Plus tard elle me confiera que la veille de son départ pour Sfax, certaines de ses connaissances, ont essayé de la dissuader, en la prévenant qu’elle risquait de se retrouver, face à un nationaliste conservateur, quelque peu intégriste ! J’étais agréablement surpris par cette franchise et ce ton nouveau qui laissait entrevoir une force de caractère exceptionnelle ainsi que des possibilités d’accès à un degré élevé de spiritualité.
Depuis cette mémorable journée, il s’est tissé entre nous une véritable amitié objective que je partageais avec beaucoup d’autres créateurs, musiciens, poètes et artistes dont j’ai découvert, par la suite les rapports de complicité qu’elle a su tisser avec tous. Il m’avait semblé que, comme Goethe, dont elle parle souvent comme d’un sien amoureux, elle aussi, est amoureuse de l’Orient, sur un fond de mysticisme universel, éloigné de tout sentiment d’exotisme.
Le jour du vernissage de l’exposition, qui s’est déroulé en présence de l’Ambassadeur d’Allemagne, du Gouverneur et du Maire, Madame Heinele a été décorée, au nom du Président de la République par le Ministre de l’Enseignement Supérieur, le regretté Dali Jazi, des insignes de l’Ordre du Mérite Culturel, en reconnaissance du bond qualitatif qu’elle a fait faire à la coopération scientifique et culturelle entre certaines institutions spécialisées de son pays et l’Université tunisienne. La beauté simple et majestueusement moderne de l’espace de cette galerie municipale, n’avait pas manqué de donner, à la cérémonie, un aspect des plus solennels.

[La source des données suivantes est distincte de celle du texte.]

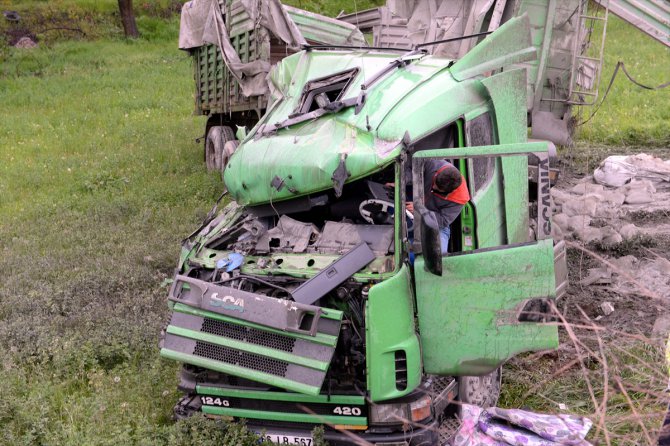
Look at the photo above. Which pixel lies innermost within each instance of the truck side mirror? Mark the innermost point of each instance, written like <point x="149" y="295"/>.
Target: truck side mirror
<point x="241" y="132"/>
<point x="430" y="240"/>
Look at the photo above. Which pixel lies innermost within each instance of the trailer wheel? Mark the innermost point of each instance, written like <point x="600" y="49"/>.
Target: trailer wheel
<point x="217" y="136"/>
<point x="482" y="391"/>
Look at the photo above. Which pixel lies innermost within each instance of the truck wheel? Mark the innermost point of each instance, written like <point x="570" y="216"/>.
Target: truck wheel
<point x="482" y="391"/>
<point x="217" y="136"/>
<point x="228" y="149"/>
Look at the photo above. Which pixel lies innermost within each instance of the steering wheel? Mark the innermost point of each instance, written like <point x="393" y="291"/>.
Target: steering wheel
<point x="372" y="210"/>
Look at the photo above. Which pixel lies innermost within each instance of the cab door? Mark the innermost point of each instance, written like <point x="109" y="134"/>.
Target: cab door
<point x="469" y="303"/>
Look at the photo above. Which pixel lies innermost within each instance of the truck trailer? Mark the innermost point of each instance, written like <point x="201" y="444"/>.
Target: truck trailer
<point x="316" y="298"/>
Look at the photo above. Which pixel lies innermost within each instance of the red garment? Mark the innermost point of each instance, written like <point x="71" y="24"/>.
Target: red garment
<point x="459" y="195"/>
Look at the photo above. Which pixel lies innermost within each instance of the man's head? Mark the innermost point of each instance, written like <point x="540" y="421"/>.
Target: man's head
<point x="447" y="180"/>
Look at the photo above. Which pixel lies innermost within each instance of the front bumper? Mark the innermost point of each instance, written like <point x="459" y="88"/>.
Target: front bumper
<point x="426" y="435"/>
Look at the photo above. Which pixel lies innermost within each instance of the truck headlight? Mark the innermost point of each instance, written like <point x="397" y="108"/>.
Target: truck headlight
<point x="401" y="413"/>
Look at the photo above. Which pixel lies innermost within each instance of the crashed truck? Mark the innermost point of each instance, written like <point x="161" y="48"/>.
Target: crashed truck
<point x="315" y="299"/>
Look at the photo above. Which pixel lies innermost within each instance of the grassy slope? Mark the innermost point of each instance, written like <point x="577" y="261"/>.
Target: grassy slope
<point x="631" y="115"/>
<point x="99" y="179"/>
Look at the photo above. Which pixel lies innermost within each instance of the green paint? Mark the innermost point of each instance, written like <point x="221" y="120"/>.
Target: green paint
<point x="506" y="90"/>
<point x="280" y="396"/>
<point x="285" y="416"/>
<point x="467" y="316"/>
<point x="319" y="338"/>
<point x="250" y="348"/>
<point x="236" y="370"/>
<point x="389" y="326"/>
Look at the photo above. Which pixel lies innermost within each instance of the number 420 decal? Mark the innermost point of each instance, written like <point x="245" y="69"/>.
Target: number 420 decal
<point x="344" y="410"/>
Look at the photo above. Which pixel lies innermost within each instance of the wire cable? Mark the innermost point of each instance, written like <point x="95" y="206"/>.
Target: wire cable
<point x="622" y="66"/>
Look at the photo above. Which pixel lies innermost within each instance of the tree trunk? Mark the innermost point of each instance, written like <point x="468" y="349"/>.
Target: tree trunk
<point x="128" y="18"/>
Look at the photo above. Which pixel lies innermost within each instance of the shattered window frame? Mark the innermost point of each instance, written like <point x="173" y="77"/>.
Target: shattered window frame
<point x="341" y="81"/>
<point x="479" y="131"/>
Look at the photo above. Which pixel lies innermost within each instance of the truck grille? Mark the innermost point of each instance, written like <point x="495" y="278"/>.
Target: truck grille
<point x="238" y="358"/>
<point x="285" y="359"/>
<point x="248" y="334"/>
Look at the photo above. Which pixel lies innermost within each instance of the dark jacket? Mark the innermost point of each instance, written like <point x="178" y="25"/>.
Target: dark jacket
<point x="445" y="208"/>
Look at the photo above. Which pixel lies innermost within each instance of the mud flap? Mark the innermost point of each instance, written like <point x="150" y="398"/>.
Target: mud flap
<point x="273" y="341"/>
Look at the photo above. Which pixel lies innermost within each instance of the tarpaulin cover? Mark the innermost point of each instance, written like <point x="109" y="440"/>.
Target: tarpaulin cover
<point x="202" y="22"/>
<point x="503" y="427"/>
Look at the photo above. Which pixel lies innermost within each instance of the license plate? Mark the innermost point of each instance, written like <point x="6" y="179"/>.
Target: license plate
<point x="288" y="439"/>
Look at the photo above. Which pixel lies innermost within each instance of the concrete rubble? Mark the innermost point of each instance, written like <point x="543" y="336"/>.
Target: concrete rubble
<point x="596" y="211"/>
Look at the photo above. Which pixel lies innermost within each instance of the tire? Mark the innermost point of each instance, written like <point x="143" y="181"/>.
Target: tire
<point x="217" y="136"/>
<point x="482" y="391"/>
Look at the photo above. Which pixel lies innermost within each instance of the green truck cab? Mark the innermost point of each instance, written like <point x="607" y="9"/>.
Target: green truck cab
<point x="314" y="298"/>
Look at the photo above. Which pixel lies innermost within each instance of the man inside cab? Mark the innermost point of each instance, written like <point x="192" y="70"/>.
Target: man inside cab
<point x="445" y="193"/>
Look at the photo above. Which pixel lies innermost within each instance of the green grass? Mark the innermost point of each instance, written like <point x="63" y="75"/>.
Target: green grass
<point x="99" y="181"/>
<point x="631" y="115"/>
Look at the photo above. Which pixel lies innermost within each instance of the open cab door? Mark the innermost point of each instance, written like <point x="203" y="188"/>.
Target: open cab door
<point x="471" y="304"/>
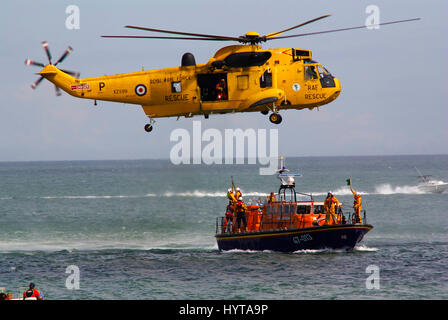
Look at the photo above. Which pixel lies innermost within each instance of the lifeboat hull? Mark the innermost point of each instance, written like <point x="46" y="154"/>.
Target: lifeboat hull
<point x="313" y="238"/>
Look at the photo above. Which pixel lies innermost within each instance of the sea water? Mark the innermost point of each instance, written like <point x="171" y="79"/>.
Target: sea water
<point x="144" y="229"/>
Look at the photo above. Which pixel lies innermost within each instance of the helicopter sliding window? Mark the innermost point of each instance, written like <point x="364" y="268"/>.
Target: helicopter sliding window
<point x="310" y="73"/>
<point x="326" y="79"/>
<point x="213" y="86"/>
<point x="266" y="79"/>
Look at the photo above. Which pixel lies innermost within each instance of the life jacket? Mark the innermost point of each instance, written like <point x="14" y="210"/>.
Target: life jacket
<point x="229" y="212"/>
<point x="357" y="200"/>
<point x="30" y="293"/>
<point x="240" y="207"/>
<point x="231" y="196"/>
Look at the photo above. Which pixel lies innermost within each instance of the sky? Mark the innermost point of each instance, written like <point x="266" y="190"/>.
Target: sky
<point x="394" y="84"/>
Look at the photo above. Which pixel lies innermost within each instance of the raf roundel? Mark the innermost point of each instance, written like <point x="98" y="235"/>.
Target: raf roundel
<point x="140" y="90"/>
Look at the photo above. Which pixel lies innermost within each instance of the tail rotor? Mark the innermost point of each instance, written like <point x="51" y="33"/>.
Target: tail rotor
<point x="46" y="47"/>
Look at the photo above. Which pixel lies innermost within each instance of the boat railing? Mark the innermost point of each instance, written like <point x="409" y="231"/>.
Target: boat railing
<point x="285" y="223"/>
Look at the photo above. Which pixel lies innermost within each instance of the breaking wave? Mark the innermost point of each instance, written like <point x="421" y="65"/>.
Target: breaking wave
<point x="389" y="189"/>
<point x="383" y="189"/>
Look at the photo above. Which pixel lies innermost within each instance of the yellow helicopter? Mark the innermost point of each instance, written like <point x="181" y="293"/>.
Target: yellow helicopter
<point x="238" y="78"/>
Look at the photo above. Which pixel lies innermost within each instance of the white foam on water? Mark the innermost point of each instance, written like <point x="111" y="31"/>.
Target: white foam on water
<point x="203" y="194"/>
<point x="100" y="197"/>
<point x="387" y="189"/>
<point x="363" y="247"/>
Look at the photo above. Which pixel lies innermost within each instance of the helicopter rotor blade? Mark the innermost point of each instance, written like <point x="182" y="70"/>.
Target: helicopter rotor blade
<point x="64" y="55"/>
<point x="342" y="29"/>
<point x="58" y="91"/>
<point x="274" y="34"/>
<point x="172" y="38"/>
<point x="36" y="83"/>
<point x="47" y="50"/>
<point x="29" y="62"/>
<point x="211" y="36"/>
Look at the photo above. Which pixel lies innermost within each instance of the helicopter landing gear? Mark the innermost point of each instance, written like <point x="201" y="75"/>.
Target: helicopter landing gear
<point x="275" y="118"/>
<point x="149" y="126"/>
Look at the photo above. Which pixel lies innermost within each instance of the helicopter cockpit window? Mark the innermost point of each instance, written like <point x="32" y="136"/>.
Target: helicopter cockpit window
<point x="266" y="79"/>
<point x="310" y="73"/>
<point x="213" y="87"/>
<point x="322" y="72"/>
<point x="326" y="79"/>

Comme pour l’exposition de Gérard Moschini, celle de Rudolf Bonvie, a eu, également, des retombées pédagogiques. A la différence de l’artiste français dont j’ai qualifiée la pratique de mystique objective, le plasticien allemand, participant, lui aussi, aux mouvances de l’Art actuel en Europe, s’était placé, d’emblée, dans une situation qu’il voulait polémique. A la galerie des Beaux-Arts, il avait improvisé une installation dont la signification « ironique » à l’égard de la pratique « romantique » de la peinture de chevalet était on ne plus manifeste. Cela a consisté à placer, dans le désordre, au milieu de la galerie, un certain nombre de chevalets qu’il avait fait apporter des ateliers voisins. Quelques graffitis sur le mur de fond annonçant la mort des Beaux-Arts et l’enregistrement, en boucle, de La Bohême d’Aznavour, suffisait, à ses yeux, pour évoquer une supposée remise en cause critique de la pratique traditionnelle de la peinture moderne occidentale.
Lors d’une rencontre débat avec les étudiants, organisée à l’amphithéâtre de l’école, l’artiste allemand qui pratiquait la photographie numérique n’avait pas tari d’éloges à l’égard des moyens informatiques dont on pouvait déjà disposer à l’époque, en considérant dépassée la pratique artistique à La Bohême comme il se plaisait à qualifier celle, enseignée dans les ateliers d’à côté.
Ses propos, que certains étudiants avaient ressentis comme une agression, ont été l’objet d’un vrai débat au cours duquel ont été évoquées les limites des moyens informatiques ainsi que les véritables espoirs qu’ils pouvaient susciter, pour l’avènement d’une pratique nouvelle d’un nouvel art.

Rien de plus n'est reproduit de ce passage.